Monday, 11 May 2015

Finding things in the grass

Whorled Caraway leaves in the grass
I've got into the way of scrutinising the greensward of the Boggy Brae as I walk about. The other day I noticed a patch of green that differed from the rest in the field. when I went for a closer look, it turned out to be a patch of grass of a different species from that surrounding it. I'll investigate further in due course. In the meantime my self-testing guess is one of the soft grasses, Holcus species.

The other evening, in the slanting light, as I was walking up the south-east slope after abandoning the lawn-mower in a boggy bit where it had got stuck beyond my strength (Toad later rescued it and finished the mowing I had started), I noticed a different green in the grass again. closer inspection revealed it to be the leaves of Whorled Caraway (Carum verticillatum) in one of the places I had first found it growing last year.

Young leaf of Whorled Caraway

As you can see from the photo to the left (click on it to enlarge it), Whorled Caraway leaves look quite different from grass. The first pic, above, was my attempt to show how the leaves' colour differed from that of the grasses surrounding them. It was more obvious than the photo shows.

Anyway, since I want these to flower later, I set about fencing them off marking them so that Toad doesn't mow the caraway patches by accident. Out came the canes and string – see pic below.
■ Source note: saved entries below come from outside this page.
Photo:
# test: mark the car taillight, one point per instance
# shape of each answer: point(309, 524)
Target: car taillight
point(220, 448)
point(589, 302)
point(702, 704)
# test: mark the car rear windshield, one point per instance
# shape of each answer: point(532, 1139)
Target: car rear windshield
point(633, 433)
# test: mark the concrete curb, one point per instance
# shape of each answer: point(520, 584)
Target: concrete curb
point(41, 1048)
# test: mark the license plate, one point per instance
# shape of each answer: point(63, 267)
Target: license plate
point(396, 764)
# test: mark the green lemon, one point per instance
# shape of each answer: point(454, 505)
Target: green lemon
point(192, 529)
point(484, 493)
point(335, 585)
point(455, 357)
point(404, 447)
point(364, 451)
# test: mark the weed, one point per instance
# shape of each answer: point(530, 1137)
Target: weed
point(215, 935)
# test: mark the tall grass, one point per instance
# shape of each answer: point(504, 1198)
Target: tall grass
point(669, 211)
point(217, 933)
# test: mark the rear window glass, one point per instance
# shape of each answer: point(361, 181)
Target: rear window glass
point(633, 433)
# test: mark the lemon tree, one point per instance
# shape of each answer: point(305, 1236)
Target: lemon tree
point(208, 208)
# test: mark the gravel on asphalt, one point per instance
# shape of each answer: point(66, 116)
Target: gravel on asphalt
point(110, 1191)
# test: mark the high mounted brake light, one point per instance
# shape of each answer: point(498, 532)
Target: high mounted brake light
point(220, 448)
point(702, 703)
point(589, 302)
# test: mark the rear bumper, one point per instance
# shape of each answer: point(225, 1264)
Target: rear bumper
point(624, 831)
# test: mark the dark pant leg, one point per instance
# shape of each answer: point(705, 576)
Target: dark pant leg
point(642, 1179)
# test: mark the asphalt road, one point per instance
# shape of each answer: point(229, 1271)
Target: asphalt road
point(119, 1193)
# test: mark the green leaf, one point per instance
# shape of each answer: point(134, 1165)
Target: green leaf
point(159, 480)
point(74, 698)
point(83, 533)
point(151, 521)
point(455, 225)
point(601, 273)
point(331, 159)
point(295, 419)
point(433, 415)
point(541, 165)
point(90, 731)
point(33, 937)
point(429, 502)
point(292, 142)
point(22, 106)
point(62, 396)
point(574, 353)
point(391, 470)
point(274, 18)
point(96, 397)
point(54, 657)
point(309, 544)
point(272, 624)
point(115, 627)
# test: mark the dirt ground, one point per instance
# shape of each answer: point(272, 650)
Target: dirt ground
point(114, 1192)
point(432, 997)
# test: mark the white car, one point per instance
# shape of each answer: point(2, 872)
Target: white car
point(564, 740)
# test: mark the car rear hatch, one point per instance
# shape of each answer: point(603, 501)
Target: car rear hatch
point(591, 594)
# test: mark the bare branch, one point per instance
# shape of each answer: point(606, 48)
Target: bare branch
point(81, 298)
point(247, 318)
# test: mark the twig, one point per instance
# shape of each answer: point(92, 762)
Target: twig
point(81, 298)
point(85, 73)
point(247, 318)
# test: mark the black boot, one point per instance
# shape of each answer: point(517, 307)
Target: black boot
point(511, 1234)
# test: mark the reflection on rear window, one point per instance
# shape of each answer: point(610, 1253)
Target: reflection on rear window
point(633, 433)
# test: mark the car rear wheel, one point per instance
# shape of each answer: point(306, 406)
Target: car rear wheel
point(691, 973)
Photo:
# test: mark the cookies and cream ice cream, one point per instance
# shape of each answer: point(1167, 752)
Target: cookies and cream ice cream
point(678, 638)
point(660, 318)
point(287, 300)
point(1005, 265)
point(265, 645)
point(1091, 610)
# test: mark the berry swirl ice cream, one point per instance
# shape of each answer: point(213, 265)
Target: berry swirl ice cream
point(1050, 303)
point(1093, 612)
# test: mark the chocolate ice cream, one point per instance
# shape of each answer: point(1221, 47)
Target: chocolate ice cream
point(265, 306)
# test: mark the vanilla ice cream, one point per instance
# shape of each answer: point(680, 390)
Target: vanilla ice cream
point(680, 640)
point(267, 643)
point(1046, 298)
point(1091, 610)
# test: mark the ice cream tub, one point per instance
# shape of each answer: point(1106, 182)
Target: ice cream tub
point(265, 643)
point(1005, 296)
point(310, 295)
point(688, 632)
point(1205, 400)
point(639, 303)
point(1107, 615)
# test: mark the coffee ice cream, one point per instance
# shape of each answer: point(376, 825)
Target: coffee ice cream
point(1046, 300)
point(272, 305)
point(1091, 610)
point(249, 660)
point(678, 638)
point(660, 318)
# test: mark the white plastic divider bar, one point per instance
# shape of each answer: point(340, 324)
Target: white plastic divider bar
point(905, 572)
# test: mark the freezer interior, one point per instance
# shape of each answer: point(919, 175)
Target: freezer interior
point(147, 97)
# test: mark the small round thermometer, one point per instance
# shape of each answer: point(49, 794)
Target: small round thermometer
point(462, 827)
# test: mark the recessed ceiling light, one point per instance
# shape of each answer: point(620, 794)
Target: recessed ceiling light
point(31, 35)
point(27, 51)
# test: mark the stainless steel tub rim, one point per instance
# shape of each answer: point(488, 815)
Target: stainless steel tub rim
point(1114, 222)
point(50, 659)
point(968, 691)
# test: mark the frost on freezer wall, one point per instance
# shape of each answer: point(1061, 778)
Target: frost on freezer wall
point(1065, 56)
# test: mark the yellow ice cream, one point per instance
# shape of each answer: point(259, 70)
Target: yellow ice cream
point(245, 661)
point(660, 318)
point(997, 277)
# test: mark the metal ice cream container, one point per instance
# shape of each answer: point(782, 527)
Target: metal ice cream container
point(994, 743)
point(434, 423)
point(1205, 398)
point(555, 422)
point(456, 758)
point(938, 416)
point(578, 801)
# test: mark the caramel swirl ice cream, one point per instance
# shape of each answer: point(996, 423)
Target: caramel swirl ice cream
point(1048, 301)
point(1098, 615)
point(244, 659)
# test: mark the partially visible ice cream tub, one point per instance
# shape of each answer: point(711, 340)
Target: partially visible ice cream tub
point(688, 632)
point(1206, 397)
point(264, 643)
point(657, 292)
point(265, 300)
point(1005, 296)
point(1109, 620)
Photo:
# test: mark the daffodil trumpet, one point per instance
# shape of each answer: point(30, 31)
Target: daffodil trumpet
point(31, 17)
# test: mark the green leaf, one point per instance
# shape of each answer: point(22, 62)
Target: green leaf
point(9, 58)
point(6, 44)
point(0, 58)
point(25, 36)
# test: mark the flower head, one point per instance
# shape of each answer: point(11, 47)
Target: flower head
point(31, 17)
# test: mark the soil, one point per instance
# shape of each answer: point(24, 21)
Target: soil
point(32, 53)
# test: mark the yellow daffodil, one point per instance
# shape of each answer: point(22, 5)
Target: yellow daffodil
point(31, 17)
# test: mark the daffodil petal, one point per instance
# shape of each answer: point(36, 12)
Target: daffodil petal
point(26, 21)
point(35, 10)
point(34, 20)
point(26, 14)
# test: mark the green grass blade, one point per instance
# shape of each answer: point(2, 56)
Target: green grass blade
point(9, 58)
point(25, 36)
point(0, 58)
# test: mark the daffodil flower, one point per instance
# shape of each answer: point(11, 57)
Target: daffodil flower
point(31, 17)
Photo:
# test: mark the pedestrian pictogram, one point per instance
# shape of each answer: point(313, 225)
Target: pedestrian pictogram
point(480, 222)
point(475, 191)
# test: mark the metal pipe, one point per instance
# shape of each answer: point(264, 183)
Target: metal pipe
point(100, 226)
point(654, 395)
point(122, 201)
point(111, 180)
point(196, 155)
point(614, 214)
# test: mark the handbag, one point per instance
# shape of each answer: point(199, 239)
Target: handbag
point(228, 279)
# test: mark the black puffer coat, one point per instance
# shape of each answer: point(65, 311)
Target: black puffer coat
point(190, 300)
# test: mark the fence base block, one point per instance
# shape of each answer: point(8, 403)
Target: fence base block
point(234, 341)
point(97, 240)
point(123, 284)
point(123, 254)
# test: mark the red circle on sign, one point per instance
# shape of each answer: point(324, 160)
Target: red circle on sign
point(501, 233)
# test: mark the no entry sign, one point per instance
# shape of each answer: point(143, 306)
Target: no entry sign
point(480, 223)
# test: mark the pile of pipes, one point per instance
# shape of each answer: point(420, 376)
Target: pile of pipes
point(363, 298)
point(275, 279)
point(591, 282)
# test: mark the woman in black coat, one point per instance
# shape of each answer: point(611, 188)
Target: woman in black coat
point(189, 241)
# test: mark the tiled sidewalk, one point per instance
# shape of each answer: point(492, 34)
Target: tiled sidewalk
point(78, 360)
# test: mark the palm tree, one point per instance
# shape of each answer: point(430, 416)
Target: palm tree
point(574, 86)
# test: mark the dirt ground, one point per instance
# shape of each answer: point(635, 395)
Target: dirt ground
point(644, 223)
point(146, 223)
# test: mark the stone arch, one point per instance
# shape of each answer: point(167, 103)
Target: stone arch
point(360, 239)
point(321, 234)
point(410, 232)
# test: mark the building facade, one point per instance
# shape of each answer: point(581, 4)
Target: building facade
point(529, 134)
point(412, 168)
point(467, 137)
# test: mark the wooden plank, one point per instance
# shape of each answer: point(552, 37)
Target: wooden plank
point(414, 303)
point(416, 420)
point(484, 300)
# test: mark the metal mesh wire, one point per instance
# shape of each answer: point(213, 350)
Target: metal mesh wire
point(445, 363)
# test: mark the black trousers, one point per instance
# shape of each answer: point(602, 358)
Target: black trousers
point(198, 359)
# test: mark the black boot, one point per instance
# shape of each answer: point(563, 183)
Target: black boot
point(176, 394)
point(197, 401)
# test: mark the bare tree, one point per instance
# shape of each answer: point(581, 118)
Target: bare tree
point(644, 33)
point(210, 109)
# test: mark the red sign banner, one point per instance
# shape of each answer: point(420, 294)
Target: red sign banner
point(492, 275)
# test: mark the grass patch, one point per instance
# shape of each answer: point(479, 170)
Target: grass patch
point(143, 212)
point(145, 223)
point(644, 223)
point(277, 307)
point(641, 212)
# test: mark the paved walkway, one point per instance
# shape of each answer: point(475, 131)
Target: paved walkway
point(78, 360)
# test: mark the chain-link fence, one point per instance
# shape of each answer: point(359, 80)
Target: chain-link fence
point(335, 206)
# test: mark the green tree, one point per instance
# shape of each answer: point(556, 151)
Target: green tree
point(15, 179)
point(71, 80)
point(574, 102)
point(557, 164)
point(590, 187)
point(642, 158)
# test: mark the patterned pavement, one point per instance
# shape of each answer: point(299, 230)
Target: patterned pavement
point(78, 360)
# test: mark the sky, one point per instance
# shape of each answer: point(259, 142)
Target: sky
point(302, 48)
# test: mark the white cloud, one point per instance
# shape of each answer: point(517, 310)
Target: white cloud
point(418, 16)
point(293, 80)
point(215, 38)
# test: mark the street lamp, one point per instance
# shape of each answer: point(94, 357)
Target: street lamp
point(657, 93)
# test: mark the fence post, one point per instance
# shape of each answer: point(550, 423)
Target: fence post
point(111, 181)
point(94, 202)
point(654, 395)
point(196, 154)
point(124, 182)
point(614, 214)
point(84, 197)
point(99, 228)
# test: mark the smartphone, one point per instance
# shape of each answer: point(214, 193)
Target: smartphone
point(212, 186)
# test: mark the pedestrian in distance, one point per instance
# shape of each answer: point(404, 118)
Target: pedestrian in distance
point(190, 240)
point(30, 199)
The mower was round the corner of the bank in the left of the photo, and that is the loch you can see through the trees.

I call it the SE slope because it is on the SE side of the garden but the incline is actually north-easterly.
The Boggy Brae south-east slope with marked patches of Whorled Caraway

It's just as well we got that boggy bit mowed when we did because the heavens opened later that night and it has rained fairly steadily since.